93. AI-First Portfolio Analysis
Status: Accepted Date: 2025-07-06
Context
Analyzing a trading portfolio involves more than just looking at the P&L. It requires interpreting a complex set of metrics (leverage, margin usage, position concentration, risk/reward ratios) in the context of the current market. Simply displaying these raw metrics on a dashboard is not enough; it doesn't tell the user what the numbers mean or what they should do. We need a way to transform this raw data into actionable insights.
Decision
The Apollo module will adopt an AI-First approach to portfolio analysis. Instead of creating a complex, rule-based engine to interpret portfolio data, we will use a local Large Language Model (via Ollama) to perform this interpretation.
The workflow will be:
- Fetch the raw portfolio data from the exchange (
adr://bybit-integration). - Package this data (P&L, leverage, margin, positions, etc.) into a structured context.
- Pass this context to an LLM with a specialized prompt asking it to act as an expert portfolio risk manager.
- The prompt will instruct the LLM to generate a holistic analysis, including an overall "health score" (0-100), a qualitative risk level (Low, Medium, High), and a set of specific, actionable recommendations for improvement.
- This analysis will be returned in a standardized JSON format (
adr://structured-output).
Consequences
Positive:
- Holistic, Contextual Insights: The LLM can interpret the interplay between different metrics in a way that is very difficult to program with rules. It can provide a qualitative, "big picture" assessment of the portfolio's health.
- Actionable Recommendations: The system doesn't just show data; it provides clear, natural-language recommendations that a user can act on (e.g., "Consider reducing leverage on your BTC position as it represents a highly concentrated risk").

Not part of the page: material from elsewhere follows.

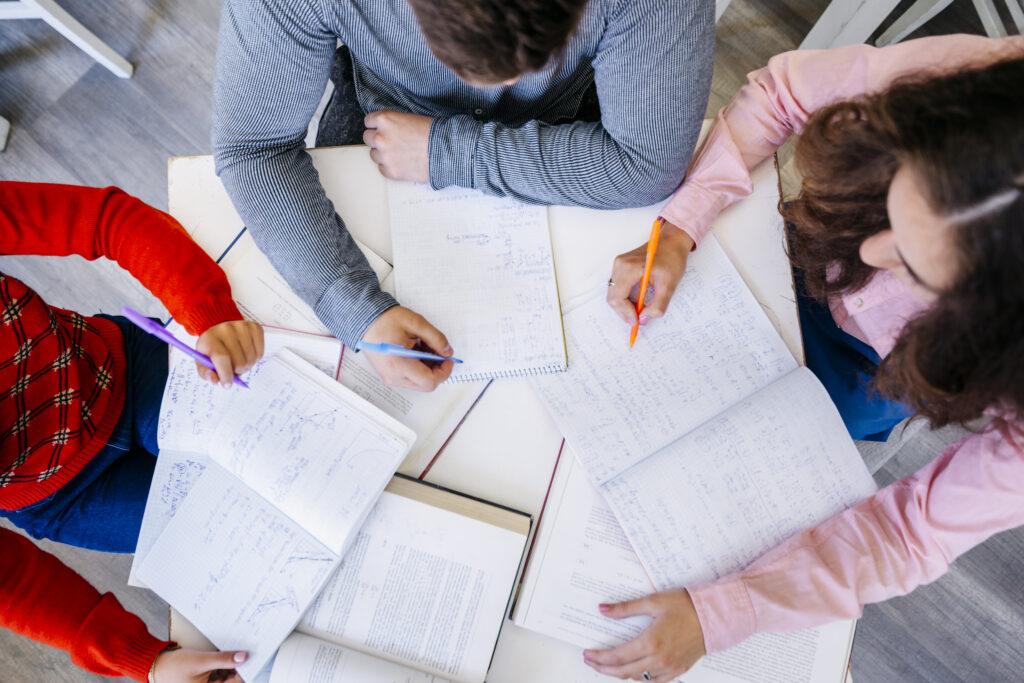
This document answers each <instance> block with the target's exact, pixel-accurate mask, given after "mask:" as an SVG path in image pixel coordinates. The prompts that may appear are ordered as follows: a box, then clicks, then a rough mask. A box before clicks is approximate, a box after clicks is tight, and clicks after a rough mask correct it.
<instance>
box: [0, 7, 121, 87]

- High Flexibility: The analysis logic can be rapidly evolved by simply updating the prompt. We can easily add new analytical angles or change the focus of the recommendations without code changes.
Negative:
- Dependency on Local AI Infrastructure: This approach requires a running Ollama instance with suitable models and, potentially, GPU hardware for acceptable performance. This adds to the system's operational requirements.
- Quality of Analysis is Prompt-Dependent: The quality and reliability of the generated insights are entirely dependent on the quality of the prompt and the capabilities of the chosen LLM.

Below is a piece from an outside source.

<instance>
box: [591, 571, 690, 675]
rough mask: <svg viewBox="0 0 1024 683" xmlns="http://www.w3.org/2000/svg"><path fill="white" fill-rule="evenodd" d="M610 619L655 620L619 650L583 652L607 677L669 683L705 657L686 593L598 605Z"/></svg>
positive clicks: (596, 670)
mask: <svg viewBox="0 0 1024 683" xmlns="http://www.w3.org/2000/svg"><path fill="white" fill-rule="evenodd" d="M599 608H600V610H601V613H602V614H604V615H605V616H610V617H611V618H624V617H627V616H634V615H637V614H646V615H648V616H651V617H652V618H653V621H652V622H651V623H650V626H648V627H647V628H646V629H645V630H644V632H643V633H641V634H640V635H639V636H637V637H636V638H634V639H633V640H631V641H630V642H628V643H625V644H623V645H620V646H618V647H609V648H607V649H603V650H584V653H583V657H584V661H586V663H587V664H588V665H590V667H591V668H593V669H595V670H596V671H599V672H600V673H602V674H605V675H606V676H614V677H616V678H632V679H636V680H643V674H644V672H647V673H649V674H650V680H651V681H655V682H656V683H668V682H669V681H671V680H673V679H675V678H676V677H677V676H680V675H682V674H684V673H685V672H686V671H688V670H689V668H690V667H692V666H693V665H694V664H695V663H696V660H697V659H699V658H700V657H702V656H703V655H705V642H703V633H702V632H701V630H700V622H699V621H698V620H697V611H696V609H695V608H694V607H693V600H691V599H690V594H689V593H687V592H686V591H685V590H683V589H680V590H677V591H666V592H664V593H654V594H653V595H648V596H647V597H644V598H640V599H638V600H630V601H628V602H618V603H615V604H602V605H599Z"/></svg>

- Potential for Generic or Unhelpful Advice: A poorly-tuned model or prompt could generate generic, obvious, or even incorrect advice.
Mitigation:
- Clear Infrastructure Requirements: The system's deployment documentation will clearly state the requirement for a configured Ollama instance. We will also implement fallbacks to more basic metric displays if the AI service is unavailable.

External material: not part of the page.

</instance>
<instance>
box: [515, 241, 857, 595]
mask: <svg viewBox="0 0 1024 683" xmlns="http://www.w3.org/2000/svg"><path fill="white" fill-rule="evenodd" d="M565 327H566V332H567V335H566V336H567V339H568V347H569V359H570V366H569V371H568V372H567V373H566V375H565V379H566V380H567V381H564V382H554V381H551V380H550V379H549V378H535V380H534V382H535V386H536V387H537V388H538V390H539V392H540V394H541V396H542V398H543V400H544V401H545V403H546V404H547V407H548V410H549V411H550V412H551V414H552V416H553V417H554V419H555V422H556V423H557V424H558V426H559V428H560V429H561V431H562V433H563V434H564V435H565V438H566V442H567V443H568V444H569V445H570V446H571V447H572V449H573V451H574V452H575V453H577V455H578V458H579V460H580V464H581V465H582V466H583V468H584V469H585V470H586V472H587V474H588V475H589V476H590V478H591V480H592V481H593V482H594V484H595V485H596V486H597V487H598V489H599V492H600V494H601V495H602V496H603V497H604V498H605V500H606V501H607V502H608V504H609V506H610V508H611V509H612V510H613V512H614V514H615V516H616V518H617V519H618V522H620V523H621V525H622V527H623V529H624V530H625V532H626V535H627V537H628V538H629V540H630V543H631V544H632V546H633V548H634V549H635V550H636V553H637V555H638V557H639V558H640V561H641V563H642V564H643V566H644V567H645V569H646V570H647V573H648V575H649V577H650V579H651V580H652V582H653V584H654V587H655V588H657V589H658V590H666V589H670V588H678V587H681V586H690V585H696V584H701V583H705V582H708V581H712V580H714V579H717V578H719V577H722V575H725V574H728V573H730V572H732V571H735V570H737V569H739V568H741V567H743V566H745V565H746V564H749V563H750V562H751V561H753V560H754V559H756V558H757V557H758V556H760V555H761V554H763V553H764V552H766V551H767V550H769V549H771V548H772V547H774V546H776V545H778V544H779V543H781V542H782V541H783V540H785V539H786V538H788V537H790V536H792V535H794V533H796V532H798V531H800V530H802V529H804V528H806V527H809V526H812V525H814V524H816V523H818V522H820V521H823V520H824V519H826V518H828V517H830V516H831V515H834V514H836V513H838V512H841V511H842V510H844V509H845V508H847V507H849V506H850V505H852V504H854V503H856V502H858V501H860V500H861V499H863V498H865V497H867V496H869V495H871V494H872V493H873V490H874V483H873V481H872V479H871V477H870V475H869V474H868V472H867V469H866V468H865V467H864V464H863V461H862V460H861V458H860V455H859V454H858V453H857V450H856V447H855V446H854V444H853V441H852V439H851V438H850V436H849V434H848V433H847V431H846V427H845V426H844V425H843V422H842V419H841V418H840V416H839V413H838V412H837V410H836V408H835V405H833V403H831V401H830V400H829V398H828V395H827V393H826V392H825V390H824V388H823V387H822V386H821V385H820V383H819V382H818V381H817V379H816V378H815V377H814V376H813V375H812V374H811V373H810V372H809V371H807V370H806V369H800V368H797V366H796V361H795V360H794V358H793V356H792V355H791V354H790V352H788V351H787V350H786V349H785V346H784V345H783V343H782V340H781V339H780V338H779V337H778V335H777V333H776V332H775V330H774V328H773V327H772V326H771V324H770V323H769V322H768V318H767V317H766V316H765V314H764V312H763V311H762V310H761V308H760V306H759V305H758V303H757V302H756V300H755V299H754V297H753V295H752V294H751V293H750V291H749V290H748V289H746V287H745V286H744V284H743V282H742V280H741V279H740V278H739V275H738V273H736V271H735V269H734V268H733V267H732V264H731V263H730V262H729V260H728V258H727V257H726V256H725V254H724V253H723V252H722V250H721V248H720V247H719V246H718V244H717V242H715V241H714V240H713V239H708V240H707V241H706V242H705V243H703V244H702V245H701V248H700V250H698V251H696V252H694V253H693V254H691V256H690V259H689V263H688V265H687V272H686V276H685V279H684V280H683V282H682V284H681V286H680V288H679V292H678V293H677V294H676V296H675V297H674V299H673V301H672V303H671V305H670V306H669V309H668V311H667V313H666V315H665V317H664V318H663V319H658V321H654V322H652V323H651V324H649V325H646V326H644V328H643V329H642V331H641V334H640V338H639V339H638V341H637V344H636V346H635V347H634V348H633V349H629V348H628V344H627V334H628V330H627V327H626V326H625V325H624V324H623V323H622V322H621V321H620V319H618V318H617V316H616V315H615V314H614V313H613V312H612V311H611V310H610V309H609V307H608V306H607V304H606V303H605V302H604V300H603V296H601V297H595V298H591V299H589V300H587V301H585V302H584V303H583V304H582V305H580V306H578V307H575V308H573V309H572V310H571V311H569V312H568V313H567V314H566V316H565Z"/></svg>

- Rigorous Prompt Engineering: We will treat the portfolio analysis prompt as a critical asset, subject to version control, testing, and continuous refinement.
- Structured Output and Validation: By forcing the LLM to provide its analysis in a structured format (
adr://structured-output), we can validate the output and ensure it conforms to our expectations. We will also provide users with the raw metrics alongside the AI analysis, allowing them to verify the AI's conclusions.